My title is perhaps a little vague, but I wasn't sure how to phrase it. I'll try to make it clear in as few words as possible, although I think I'll have to explain at least a few of the aspects to make it clear.

I am using AWR Microwave Office to simulate a planar EM structure using the AXIEM simulator. The planar structure looks like this:

For scale, the central rounded rectangle is about 500um wide.

Now, it might be a bit of an unconventional shape (this work relates to superconducting qubit design). What we see here is essentially an LC circuit (the large island has C to ground, and hard to see is the little wiggle on the side, which forms the L to ground due to the reactance of the material). That LC circuit is capacitively coupled to a (50 Ohm) transmission line predominantly via the little extrusion in the center, and there are 50 Ohm Edge ports on either side of the transmission line. Also present, but at this point not doing much, is another floating metallic island above the LC circuit. It has no connection to ground, so it simply floats for now and has a C. As for the layer stack, there is 500um of lossless silicon below, the material itself is a lossless (super)conductor of no thickness (but with some inductive reactance), and above is 500um of lossless air.

With this structure I can run an S21 simulation, and I'll find this Lorentzian lineshape centered at the resonance frequency, which is about 6.4 GHz here. As may or may not be obvious to you, this lineshape has a width and depth, related to its quality factor, set by two contributions: the internal quality factor Qi and the coupling quality factor Qc. The first comes from losses intrinsic to the LC circuit, such as losses in the dielectrics (which are set to 0 here). The second comes from the fact that the circuit is coupled to the transmission line, which has its 50 Ohm ports, acting as dissipation channels. This coupling thus causes losses as well, captured by Qc. In an S21 measurement these two contributions can be separated; after all the Qc essentially sets how much the LC circuit radiates into the transmission line, while Qi sets how much is lost in an unmeasured channel.

What I thus do is export this S21 data (both magnitude and phase) and use expressions known for this effective geometry to find the value of Qi and Qc. For this simulation there are no internal losses, and consistent with that I find a Qc of about 1000, and a Qi of about 5e6; practically infinite compared to Qc and just a result of numerical accuracy. 

So far, so good! This is all consistent with my expectations, and in fact it turns out that if I make this structure in the lab, we get very similar numbers for the resonance frequency and Qc. Qi does turn out to be finite, but that is due to the lossy materials I have neglected.

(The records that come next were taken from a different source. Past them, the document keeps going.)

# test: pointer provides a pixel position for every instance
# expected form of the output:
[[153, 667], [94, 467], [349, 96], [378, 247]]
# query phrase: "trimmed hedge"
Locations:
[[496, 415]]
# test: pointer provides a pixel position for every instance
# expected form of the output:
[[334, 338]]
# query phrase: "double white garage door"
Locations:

But now we get to my actual question. In a next step, I add an additional structure to the design:

Added is another 50 Ohm impedance line (but currently without 50 Ohm port!), which ends up close to the floating island that (still) does essentially nothing. In practice it is intended as a way of sending microwaves to that structure, but for the purposes of this simulation, it is again just a floating piece of metal. Now, if I rerun the exact same simulation as above, I would expect to see more or less the same result; the new structure hardly influences the capacitances of the LC circuit and the transmission line. In fact, simulating these capacitances (I do not know how with AWR, so I used COMSOL), they are at least an order to 2 orders of magnitude smaller than any of the other relevant capacitances. So I would expect that most quantities are unchanged, with perhaps a small shift in the resonance frequency.

But what I find instead is that the structure has now apparently become 'lossy'; simulating S21 and fitting the lineshape, I now find that the lineshape has become much broader and more shallow. Fitting it there has to be a Qi of about 5000. 

My question is, where are these perceived losses coming from? Why did the lineshape become broader and more shallow? Everything is still lossless, so I don't understand. At first I thought it was related to grounding issues; this new line now breaks the ground plane. But to overcome this I added some 'bridges' across the line with vias, and the result remains largely unchanged. 

Does anyone have an idea for why this seems to happen? Maybe relevant to add is that my goal was to add another 50 Ohm edge port to that new structure (a port 3), and to find out exactly how much losses the LC circuit does get from its parasitic coupling to that port. Measuring S21 these would enter exactly into Qi, because they are losses into an unmonitored dissipation channel. But in the current iteration, that channel does not yet exist!